Ero già parroco da quasi tre anni quando, nel 2011, ho subito l’incidente d’auto che mi ha reso tetraplegico.
Ho trascorso tredici mesi in ospedale per la riabilitazione e non sono mai stato lasciato solo: parenti, amici, amiche e parrocchiane e parrocchiani hanno utilizzato ogni minuto degli orari di visita ai malati per venirmi a trovare, anche se mi trovavo in un’altra città e negli ultimi due mesi in un’altra Regione.

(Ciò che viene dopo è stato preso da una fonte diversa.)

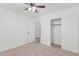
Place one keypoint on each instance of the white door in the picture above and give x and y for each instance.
(56, 34)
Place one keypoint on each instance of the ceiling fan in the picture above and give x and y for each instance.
(33, 7)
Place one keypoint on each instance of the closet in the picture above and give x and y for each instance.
(56, 31)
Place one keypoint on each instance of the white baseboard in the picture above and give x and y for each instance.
(12, 47)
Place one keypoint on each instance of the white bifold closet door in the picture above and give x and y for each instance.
(56, 33)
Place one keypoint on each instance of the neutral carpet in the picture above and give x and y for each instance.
(37, 49)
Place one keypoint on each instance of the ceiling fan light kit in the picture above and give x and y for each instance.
(33, 7)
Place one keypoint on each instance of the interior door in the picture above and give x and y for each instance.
(56, 34)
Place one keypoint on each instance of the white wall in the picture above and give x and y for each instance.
(38, 31)
(14, 28)
(69, 28)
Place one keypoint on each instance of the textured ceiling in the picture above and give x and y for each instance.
(50, 7)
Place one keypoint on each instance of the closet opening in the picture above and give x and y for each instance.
(56, 32)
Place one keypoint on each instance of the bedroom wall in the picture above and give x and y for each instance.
(14, 28)
(69, 28)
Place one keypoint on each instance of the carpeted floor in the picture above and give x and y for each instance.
(37, 49)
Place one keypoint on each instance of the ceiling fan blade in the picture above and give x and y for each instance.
(27, 3)
(42, 6)
(26, 9)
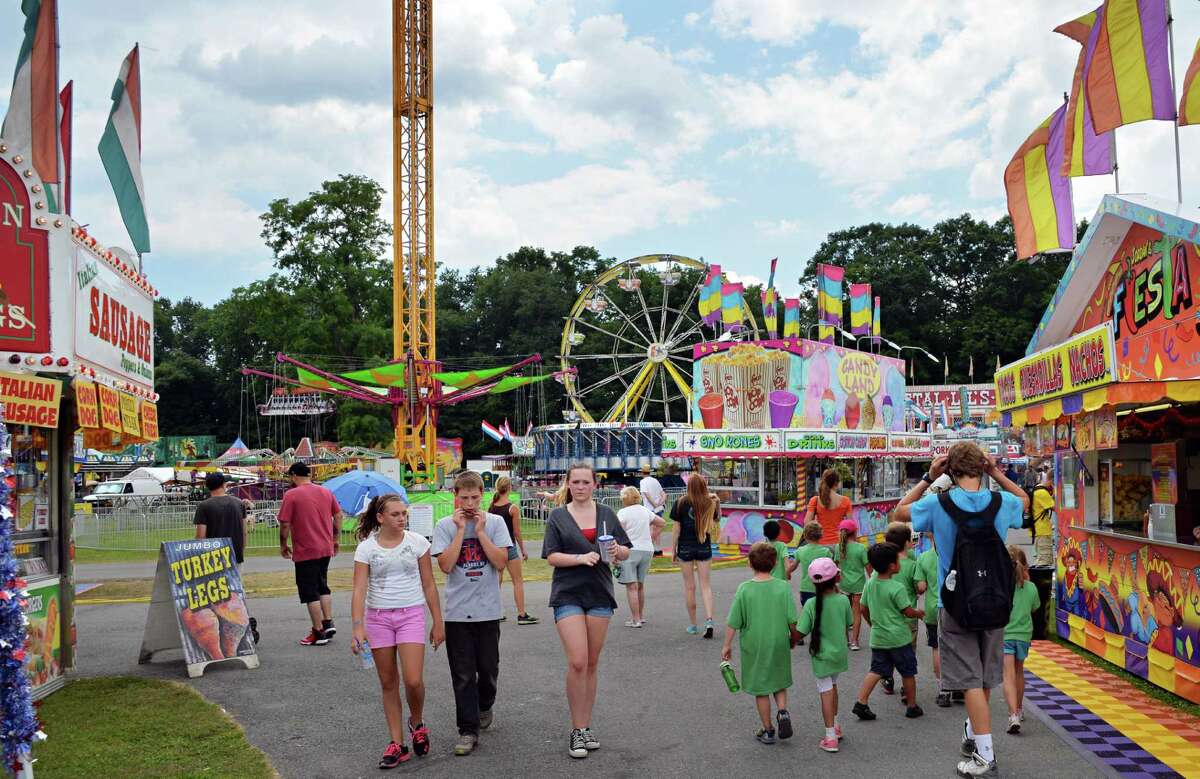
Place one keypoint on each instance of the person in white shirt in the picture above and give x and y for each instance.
(654, 498)
(640, 525)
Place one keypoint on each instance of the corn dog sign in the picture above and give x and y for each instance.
(198, 606)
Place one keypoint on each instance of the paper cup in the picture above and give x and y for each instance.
(783, 406)
(712, 411)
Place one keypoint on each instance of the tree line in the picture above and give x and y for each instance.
(954, 288)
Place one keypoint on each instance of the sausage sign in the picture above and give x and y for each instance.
(198, 606)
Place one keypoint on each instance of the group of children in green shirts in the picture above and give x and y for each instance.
(839, 587)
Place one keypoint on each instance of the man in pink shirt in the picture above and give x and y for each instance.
(311, 516)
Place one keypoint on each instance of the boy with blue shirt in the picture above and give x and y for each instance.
(972, 660)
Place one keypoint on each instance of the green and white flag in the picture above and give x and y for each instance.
(120, 150)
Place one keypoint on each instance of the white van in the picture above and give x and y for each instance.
(141, 485)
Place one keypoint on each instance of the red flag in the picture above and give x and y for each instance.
(66, 102)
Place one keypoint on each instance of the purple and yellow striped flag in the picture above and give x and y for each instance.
(1038, 192)
(861, 309)
(1085, 153)
(829, 279)
(1189, 96)
(1128, 67)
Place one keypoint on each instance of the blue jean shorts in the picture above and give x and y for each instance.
(571, 610)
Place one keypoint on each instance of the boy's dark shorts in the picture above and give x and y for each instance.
(312, 579)
(901, 659)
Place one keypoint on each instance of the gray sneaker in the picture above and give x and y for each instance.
(466, 744)
(978, 767)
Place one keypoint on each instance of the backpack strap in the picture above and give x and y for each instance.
(960, 516)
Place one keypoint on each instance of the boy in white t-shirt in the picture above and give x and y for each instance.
(640, 526)
(393, 585)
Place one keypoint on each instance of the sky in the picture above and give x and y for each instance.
(731, 130)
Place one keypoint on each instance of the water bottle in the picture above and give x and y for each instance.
(730, 676)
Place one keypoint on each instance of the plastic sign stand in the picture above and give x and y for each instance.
(198, 606)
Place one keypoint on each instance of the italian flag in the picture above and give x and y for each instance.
(120, 150)
(33, 120)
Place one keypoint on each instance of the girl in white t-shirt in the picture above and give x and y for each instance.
(393, 585)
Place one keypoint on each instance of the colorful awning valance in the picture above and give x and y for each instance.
(1122, 393)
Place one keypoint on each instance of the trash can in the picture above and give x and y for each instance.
(1043, 579)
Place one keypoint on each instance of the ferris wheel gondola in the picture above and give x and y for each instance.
(628, 341)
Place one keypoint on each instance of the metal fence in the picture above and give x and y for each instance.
(143, 527)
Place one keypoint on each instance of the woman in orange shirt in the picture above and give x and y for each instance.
(828, 507)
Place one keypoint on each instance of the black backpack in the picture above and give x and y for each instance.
(982, 598)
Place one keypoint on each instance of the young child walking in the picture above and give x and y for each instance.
(784, 562)
(886, 605)
(763, 616)
(393, 585)
(927, 574)
(1018, 635)
(851, 559)
(825, 619)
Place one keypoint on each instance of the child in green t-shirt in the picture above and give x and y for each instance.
(763, 616)
(826, 617)
(886, 607)
(1018, 636)
(851, 558)
(805, 555)
(927, 574)
(784, 562)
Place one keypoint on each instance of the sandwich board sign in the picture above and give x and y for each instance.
(198, 606)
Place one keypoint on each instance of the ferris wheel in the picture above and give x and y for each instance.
(627, 346)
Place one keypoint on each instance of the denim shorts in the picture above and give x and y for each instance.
(571, 610)
(903, 659)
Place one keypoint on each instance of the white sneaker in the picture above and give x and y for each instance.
(978, 767)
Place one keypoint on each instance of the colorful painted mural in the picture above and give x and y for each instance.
(796, 383)
(1134, 604)
(1147, 293)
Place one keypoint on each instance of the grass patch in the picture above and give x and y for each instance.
(1149, 688)
(131, 727)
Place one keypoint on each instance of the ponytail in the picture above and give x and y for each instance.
(823, 588)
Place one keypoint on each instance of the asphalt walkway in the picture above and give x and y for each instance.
(663, 709)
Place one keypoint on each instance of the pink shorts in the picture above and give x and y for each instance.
(389, 627)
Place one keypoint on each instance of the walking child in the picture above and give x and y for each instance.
(393, 585)
(851, 559)
(901, 535)
(886, 605)
(784, 562)
(763, 616)
(472, 547)
(927, 574)
(1018, 635)
(826, 619)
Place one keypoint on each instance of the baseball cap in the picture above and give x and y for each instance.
(822, 569)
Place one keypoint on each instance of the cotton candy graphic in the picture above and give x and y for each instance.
(828, 409)
(852, 411)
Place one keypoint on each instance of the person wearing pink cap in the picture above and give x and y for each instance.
(851, 558)
(826, 618)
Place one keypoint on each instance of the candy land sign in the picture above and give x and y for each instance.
(198, 606)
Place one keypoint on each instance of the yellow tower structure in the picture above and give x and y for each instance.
(414, 274)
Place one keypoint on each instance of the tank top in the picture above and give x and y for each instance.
(505, 513)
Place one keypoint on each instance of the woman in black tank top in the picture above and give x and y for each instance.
(511, 515)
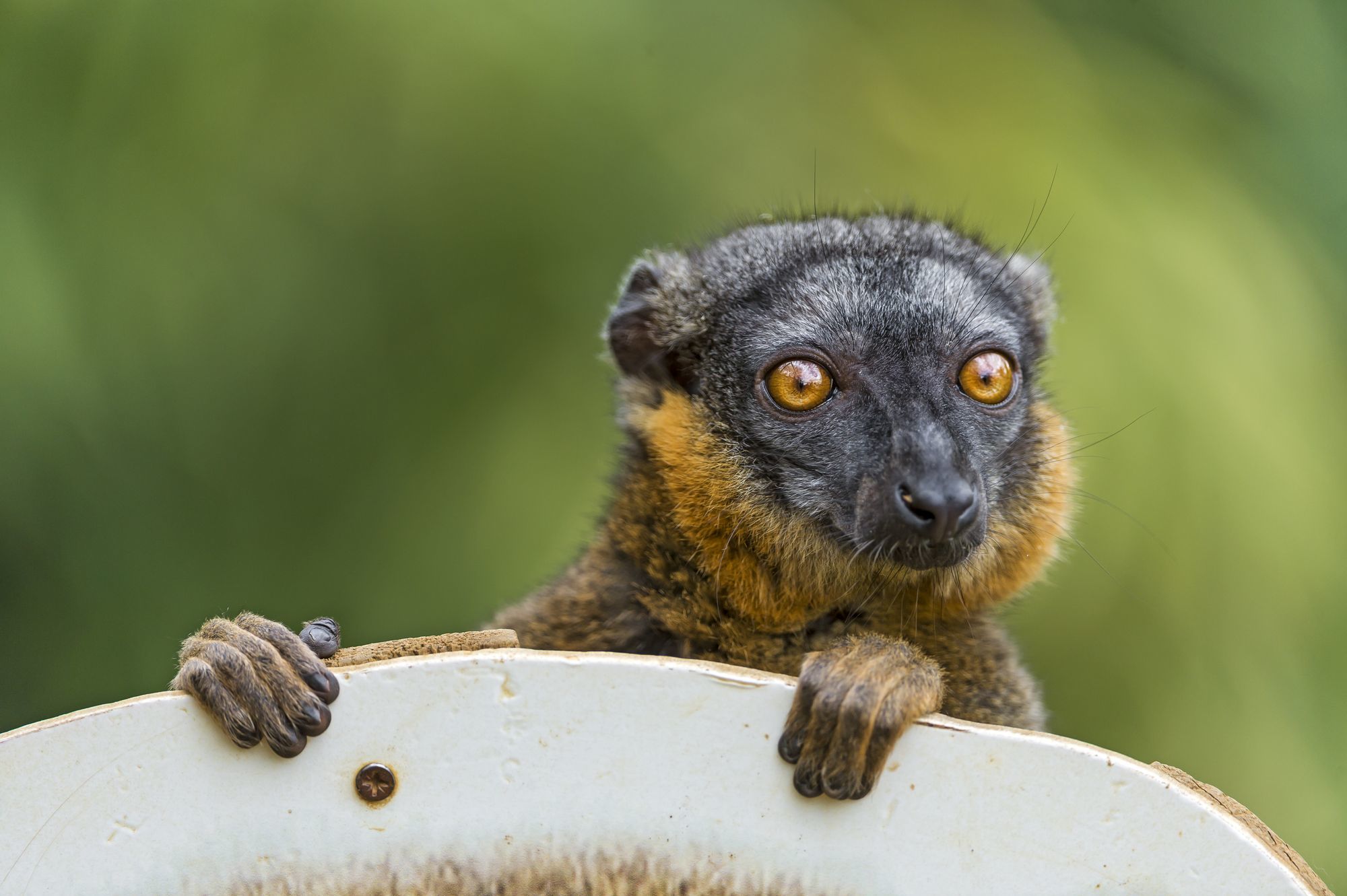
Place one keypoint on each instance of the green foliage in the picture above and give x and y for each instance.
(298, 314)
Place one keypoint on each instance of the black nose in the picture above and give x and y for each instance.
(938, 510)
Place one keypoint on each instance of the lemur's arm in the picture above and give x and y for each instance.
(984, 677)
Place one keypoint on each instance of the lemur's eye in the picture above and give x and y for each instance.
(799, 385)
(988, 378)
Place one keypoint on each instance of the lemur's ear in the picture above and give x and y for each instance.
(636, 327)
(1032, 280)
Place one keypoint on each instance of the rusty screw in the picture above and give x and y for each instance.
(375, 782)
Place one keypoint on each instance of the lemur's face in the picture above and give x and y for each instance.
(876, 374)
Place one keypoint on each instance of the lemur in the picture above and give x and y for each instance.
(840, 460)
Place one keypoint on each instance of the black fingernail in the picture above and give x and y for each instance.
(837, 788)
(323, 637)
(316, 720)
(808, 786)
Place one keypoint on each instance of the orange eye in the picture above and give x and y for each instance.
(988, 378)
(799, 385)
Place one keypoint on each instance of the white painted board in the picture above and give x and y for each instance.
(503, 757)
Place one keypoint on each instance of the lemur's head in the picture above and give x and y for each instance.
(878, 377)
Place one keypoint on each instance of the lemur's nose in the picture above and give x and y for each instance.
(940, 509)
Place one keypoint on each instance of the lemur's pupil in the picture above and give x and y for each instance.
(799, 385)
(988, 378)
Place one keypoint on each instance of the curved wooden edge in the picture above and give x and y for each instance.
(503, 638)
(1237, 811)
(488, 640)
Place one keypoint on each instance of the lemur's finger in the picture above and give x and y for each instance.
(890, 724)
(844, 769)
(238, 673)
(298, 703)
(818, 735)
(199, 679)
(296, 652)
(321, 635)
(798, 722)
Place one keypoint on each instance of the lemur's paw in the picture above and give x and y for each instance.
(851, 707)
(261, 680)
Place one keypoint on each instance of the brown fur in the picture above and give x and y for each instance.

Nel periodo in cui affrontavo un cambiamento radicale della mia vita e della mia persona, sentirmi amato e benvoluto ha fatto la differenza: ho ricevuto parole e gesti d’amore che mi hanno riempito di gioia anche se stavo affrontando una perdita importante.
Il meglio di sé però lo hanno dato quando il Consiglio pastorale al completo è venuto a trovarmi e ha letto la lettera con la quale si chiedeva al vescovo che io rimanessi a Santa Sofia (a Padova, ndr) come parroco.
Fino a quel momento pensavo che avrei provato a riciclarmi come insegnante della Facoltà teologica del Triveneto, nella quale ancora adesso tengo un corso ad anni alterni, ma a quel punto mi sono detto: “Se ci credono loro, ci devo credere anch’io”.
Così, con la generosità di molti, sono state eliminate le barriere architettoniche in canonica e in chiesa, mi sono stati forniti diversi ausili e alcune persone sono diventate ministri straordinari della comunione che a turno, a due a due, mi aiutano a celebrare la messa girando le pagine del messale e mettendomi in mano il calice e la patena.
Ho saputo dopo qualche mese dal mio rientro in parrocchia che il mio vicino di letto all’ospedale, un pilota che gareggiava con le auto e le moto, ha deciso di andare in Svizzera a concludere la sua esistenza. Non lo giudico, anzi lo capisco, ma per me è stato diverso perché lo scopo della mia vita non era gareggiare e nemmeno andare in montagna, anche se mi piaceva moltissimo camminare e arrampicare: ho dedicato la mia vita all’annuncio del Vangelo e questo ho potuto farlo ancora.
Ho pensato a San Paolo agli arresti domiciliari a Roma (perdonate la presunzione), che era in catene ma poteva ricevere visite e quindi continuava ad annunciare il Vangelo. A volte io pure mi sento quasi agli arresti domiciliari, anche a dire il vero se gli amici mi hanno regalato un’automobile attrezzata, al posto di quella che si è distrutta, e ogni tanto organizziamo delle bellissime gite. Ma anche se adesso faccio vita quasi monastica, posso ancora annunciare il Vangelo e a differenza di San Paolo ho anche l’opportunità di utilizzare il telefono, internet e i social media….
Qualcuno dice che sono bravo, ma in realtà sono stati i miei parrocchiani e parrocchiane a trovare il modo di valorizzarmi per quel che posso ancora dare. La comunità, o almeno la parte più attiva di essa, si è mobilitata per creare le condizioni che rendono possibile la prosecuzione del mio ministero. Con gratitudine accolgo tutti i doni materiali e immateriali che mi sono stati fatti e cerco di corrispondere come posso. Probabilmente ci sono anche altre persone con disabilità che potrebbero dare un contributo alla vita della Chiesa, se fossero accolte come sono stato accolto io.